Once Spokane Public Schools builds the three new middle schools voters recently approved, the district will have another challenge: naming them.
State Senate Majority Leader Andy Billig (D-Spokane) has thrown in one suggestion for one of the middle schools. In a letter to the school board, he asks to have a middle school named after Carla Peperzak, a teenage Jewish member of the Dutch resistance during World War II who rescued Jews during the Holocaust.
"I believe naming a middle school for Carla is appropriate to honor her heroism and service," Billig writes.
Peperzak, who moved to Spokane in 2004, has estimated that she rescued 40 Jews from the Nazis during World War II. She's a frequent public speaker in the community and educates students about the Holocaust. In 2015, the state Senate passed a resolution honoring her.

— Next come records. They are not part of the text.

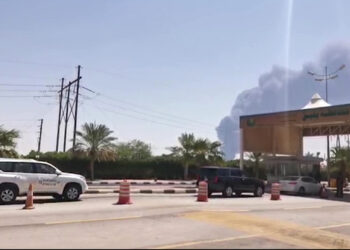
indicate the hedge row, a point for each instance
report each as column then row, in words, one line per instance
column 143, row 169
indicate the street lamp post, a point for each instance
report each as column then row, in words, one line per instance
column 320, row 78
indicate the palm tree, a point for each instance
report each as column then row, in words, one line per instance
column 256, row 159
column 341, row 162
column 201, row 149
column 214, row 154
column 186, row 151
column 196, row 151
column 7, row 142
column 96, row 141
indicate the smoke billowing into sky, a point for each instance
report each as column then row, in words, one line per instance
column 282, row 89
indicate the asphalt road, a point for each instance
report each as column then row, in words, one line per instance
column 177, row 221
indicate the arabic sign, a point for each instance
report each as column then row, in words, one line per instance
column 328, row 113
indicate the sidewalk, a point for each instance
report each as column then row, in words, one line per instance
column 144, row 191
column 142, row 182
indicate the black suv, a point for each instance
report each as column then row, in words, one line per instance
column 230, row 180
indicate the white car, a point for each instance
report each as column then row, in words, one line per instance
column 16, row 175
column 301, row 185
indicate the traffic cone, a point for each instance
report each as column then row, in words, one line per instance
column 323, row 192
column 29, row 202
column 202, row 192
column 124, row 193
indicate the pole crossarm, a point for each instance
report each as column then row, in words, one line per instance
column 69, row 109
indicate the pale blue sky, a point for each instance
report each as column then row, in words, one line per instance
column 188, row 58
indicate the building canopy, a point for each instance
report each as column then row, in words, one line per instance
column 283, row 132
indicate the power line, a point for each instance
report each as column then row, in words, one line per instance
column 139, row 118
column 27, row 96
column 34, row 63
column 28, row 85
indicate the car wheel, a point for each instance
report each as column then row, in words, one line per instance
column 301, row 191
column 72, row 192
column 228, row 191
column 258, row 191
column 8, row 194
column 57, row 197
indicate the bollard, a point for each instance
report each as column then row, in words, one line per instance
column 323, row 192
column 29, row 202
column 203, row 192
column 275, row 191
column 124, row 193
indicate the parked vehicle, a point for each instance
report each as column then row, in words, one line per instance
column 301, row 185
column 16, row 175
column 230, row 180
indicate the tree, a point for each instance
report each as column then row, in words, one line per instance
column 215, row 155
column 256, row 159
column 8, row 142
column 133, row 150
column 185, row 151
column 96, row 141
column 196, row 151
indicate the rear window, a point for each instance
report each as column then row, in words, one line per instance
column 23, row 167
column 212, row 172
column 290, row 178
column 6, row 166
column 223, row 172
column 236, row 172
column 208, row 172
column 307, row 179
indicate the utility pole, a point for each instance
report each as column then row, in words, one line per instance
column 66, row 119
column 59, row 115
column 40, row 134
column 320, row 78
column 70, row 108
column 76, row 109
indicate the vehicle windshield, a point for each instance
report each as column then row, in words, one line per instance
column 290, row 178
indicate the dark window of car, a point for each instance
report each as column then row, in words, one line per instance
column 6, row 166
column 208, row 172
column 290, row 178
column 307, row 179
column 44, row 169
column 23, row 167
column 223, row 172
column 236, row 172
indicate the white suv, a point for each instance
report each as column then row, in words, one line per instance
column 16, row 175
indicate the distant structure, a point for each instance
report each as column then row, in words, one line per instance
column 316, row 102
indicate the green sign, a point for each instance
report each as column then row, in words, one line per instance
column 328, row 113
column 250, row 122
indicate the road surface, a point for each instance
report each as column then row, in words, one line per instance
column 177, row 221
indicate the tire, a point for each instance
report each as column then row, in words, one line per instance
column 57, row 197
column 72, row 192
column 228, row 192
column 8, row 194
column 301, row 191
column 259, row 191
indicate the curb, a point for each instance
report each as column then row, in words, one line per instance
column 142, row 183
column 144, row 191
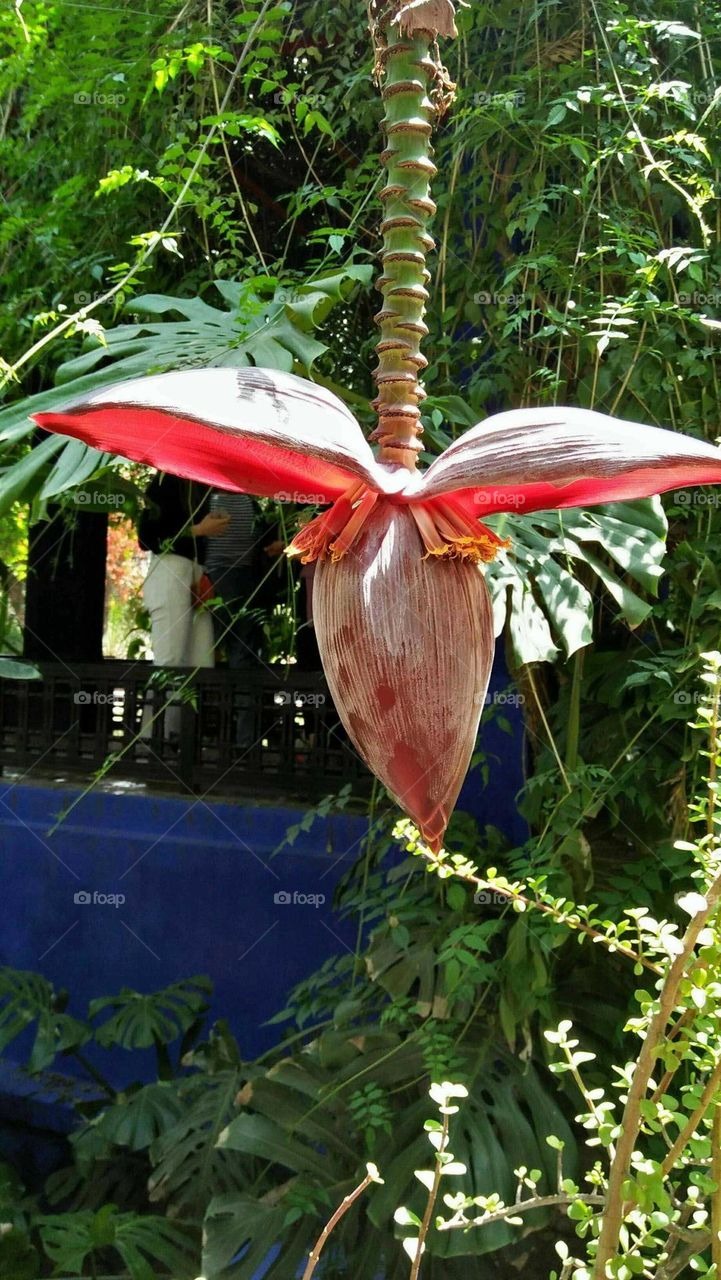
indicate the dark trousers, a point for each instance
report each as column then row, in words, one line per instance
column 234, row 584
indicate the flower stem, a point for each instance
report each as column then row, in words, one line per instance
column 415, row 92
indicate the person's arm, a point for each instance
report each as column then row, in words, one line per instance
column 210, row 526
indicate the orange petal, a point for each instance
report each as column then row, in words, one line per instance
column 407, row 645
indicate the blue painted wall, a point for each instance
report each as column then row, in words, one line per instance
column 199, row 885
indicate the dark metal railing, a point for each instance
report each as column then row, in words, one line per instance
column 268, row 731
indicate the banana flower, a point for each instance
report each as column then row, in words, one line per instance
column 401, row 607
column 402, row 612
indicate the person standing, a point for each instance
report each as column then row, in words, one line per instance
column 173, row 528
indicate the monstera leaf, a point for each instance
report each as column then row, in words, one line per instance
column 557, row 566
column 296, row 1118
column 28, row 997
column 259, row 321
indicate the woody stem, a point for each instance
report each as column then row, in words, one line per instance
column 409, row 72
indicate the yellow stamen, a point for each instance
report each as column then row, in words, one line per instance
column 448, row 533
column 328, row 533
column 351, row 530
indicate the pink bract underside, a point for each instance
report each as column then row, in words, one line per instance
column 407, row 647
column 278, row 435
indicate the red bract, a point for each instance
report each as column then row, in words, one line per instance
column 401, row 607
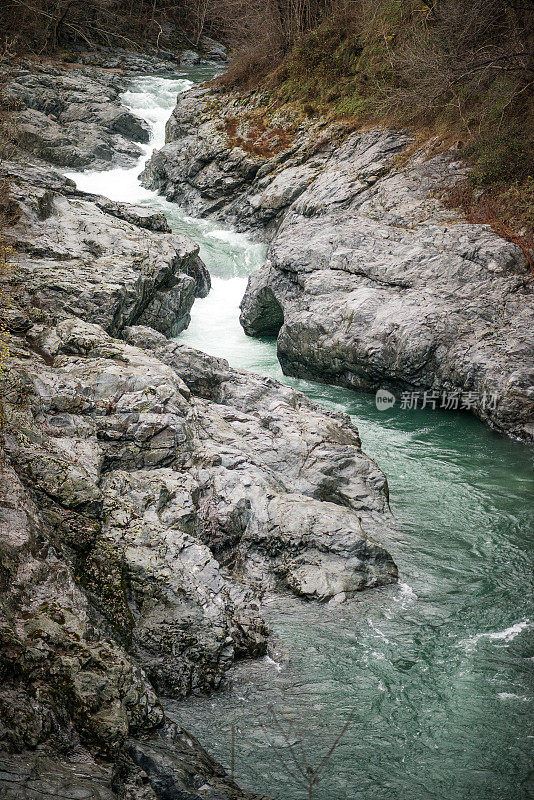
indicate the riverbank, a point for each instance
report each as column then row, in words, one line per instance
column 370, row 282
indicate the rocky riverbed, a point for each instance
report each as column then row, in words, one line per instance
column 152, row 494
column 370, row 281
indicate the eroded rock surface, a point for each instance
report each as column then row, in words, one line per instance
column 106, row 262
column 151, row 495
column 369, row 281
column 74, row 117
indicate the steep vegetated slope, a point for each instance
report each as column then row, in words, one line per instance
column 349, row 155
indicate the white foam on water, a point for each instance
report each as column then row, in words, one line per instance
column 272, row 663
column 406, row 595
column 153, row 100
column 509, row 696
column 506, row 635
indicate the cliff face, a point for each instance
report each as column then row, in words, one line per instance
column 150, row 496
column 370, row 282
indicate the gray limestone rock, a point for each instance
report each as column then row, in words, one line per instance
column 370, row 282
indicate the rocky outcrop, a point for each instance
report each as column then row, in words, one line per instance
column 105, row 262
column 370, row 282
column 74, row 117
column 151, row 496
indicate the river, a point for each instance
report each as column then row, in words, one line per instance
column 437, row 670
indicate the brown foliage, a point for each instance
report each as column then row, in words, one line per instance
column 509, row 210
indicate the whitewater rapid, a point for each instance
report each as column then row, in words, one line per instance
column 434, row 667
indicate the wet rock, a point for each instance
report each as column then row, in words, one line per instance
column 369, row 281
column 74, row 118
column 189, row 58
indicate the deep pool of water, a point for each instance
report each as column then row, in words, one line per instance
column 437, row 670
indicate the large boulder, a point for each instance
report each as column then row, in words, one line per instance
column 370, row 282
column 74, row 117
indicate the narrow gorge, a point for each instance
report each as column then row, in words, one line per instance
column 196, row 540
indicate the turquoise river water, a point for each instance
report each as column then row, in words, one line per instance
column 438, row 669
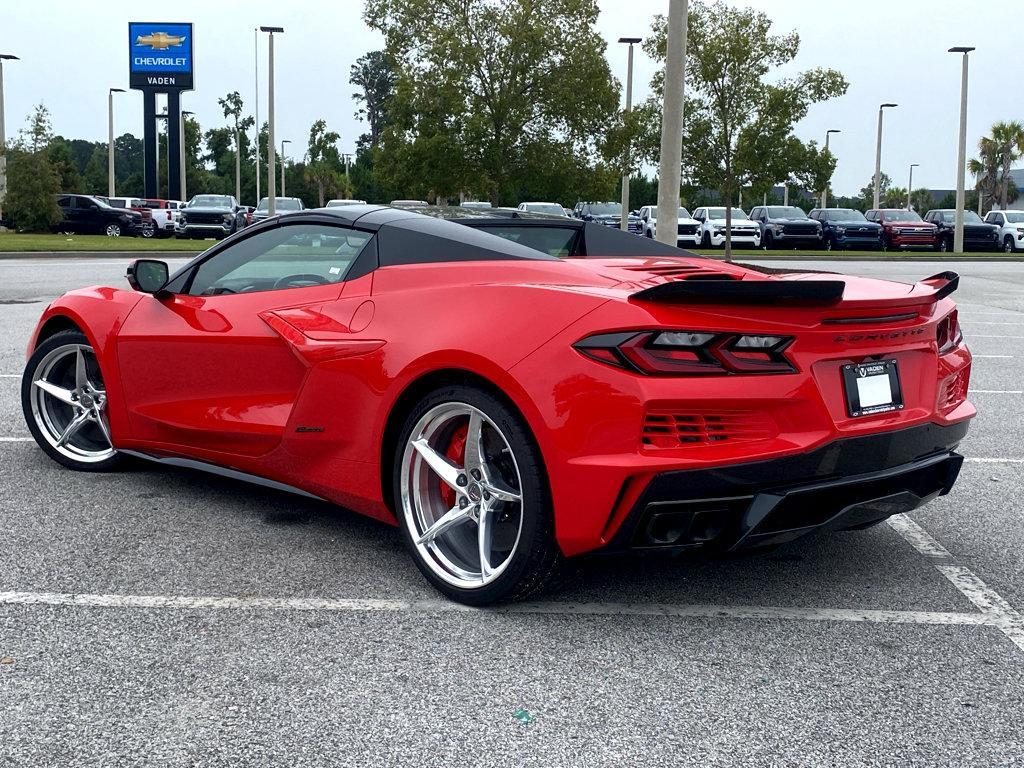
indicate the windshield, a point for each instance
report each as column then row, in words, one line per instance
column 845, row 214
column 222, row 201
column 786, row 212
column 545, row 208
column 683, row 213
column 281, row 204
column 719, row 213
column 901, row 216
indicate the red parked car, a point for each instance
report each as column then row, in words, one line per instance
column 506, row 408
column 904, row 229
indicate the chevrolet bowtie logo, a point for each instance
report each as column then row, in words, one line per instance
column 160, row 41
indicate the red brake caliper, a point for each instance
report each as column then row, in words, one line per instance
column 457, row 454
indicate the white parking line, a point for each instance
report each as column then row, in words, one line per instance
column 539, row 607
column 995, row 607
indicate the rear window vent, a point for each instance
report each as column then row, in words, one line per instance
column 671, row 429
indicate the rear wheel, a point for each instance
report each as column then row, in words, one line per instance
column 65, row 403
column 472, row 499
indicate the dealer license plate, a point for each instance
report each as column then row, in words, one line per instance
column 871, row 388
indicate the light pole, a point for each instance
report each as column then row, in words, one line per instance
column 3, row 138
column 878, row 156
column 110, row 139
column 670, row 168
column 271, row 162
column 283, row 142
column 962, row 154
column 909, row 184
column 256, row 89
column 167, row 137
column 824, row 189
column 624, row 220
column 181, row 150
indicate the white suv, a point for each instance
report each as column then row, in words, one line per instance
column 1011, row 224
column 687, row 228
column 745, row 231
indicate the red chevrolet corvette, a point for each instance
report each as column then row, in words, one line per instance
column 514, row 392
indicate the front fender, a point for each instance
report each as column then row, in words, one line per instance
column 99, row 312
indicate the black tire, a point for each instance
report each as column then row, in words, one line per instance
column 537, row 563
column 47, row 346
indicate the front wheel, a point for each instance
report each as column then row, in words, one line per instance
column 65, row 403
column 472, row 500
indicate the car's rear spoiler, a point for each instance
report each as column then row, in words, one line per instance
column 743, row 292
column 723, row 291
column 943, row 283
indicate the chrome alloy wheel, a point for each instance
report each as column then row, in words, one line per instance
column 69, row 403
column 465, row 516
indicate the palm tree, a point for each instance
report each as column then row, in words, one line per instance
column 985, row 169
column 1009, row 138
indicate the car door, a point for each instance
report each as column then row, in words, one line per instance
column 217, row 365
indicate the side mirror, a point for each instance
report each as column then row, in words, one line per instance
column 147, row 275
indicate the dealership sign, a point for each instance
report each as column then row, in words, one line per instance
column 160, row 55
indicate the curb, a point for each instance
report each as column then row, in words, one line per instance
column 97, row 254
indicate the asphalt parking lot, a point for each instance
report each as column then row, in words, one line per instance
column 167, row 617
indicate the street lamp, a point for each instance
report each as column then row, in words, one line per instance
column 824, row 190
column 110, row 139
column 624, row 220
column 909, row 184
column 283, row 142
column 670, row 168
column 271, row 162
column 256, row 91
column 878, row 155
column 181, row 151
column 962, row 154
column 3, row 139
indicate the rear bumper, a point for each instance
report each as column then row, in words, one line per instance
column 848, row 483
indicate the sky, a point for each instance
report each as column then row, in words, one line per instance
column 890, row 50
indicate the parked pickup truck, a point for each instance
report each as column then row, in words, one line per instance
column 902, row 228
column 786, row 226
column 209, row 216
column 165, row 215
column 977, row 235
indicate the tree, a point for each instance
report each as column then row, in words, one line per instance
column 374, row 75
column 32, row 182
column 1008, row 139
column 867, row 191
column 324, row 168
column 62, row 161
column 738, row 125
column 231, row 104
column 480, row 85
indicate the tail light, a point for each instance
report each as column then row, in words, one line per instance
column 689, row 352
column 948, row 334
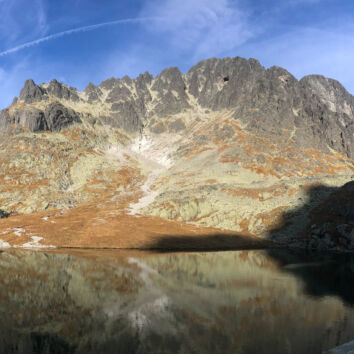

As part of the school bond the district passed in November, Spokane Public Schools will be constructing three new middle schools in the coming years — for now, they're being called the Northwest, Northeast and South Hill middle schools. The district hopes to name the schools by spring of 2020.
Under the school district's policy, names of schools can either be a prominent geographic feature, a "significant individual or event," or some other logical association having to do with location or function.
Billig argues it makes sense to further honor Peperzak by naming a middle school after her.
"It is vital to continue to tell the story of the Holocaust to future generations and seems particularly fitting to tell that story to middle school students through the lens of a teenage hero who ended up living right here in our own community," he says.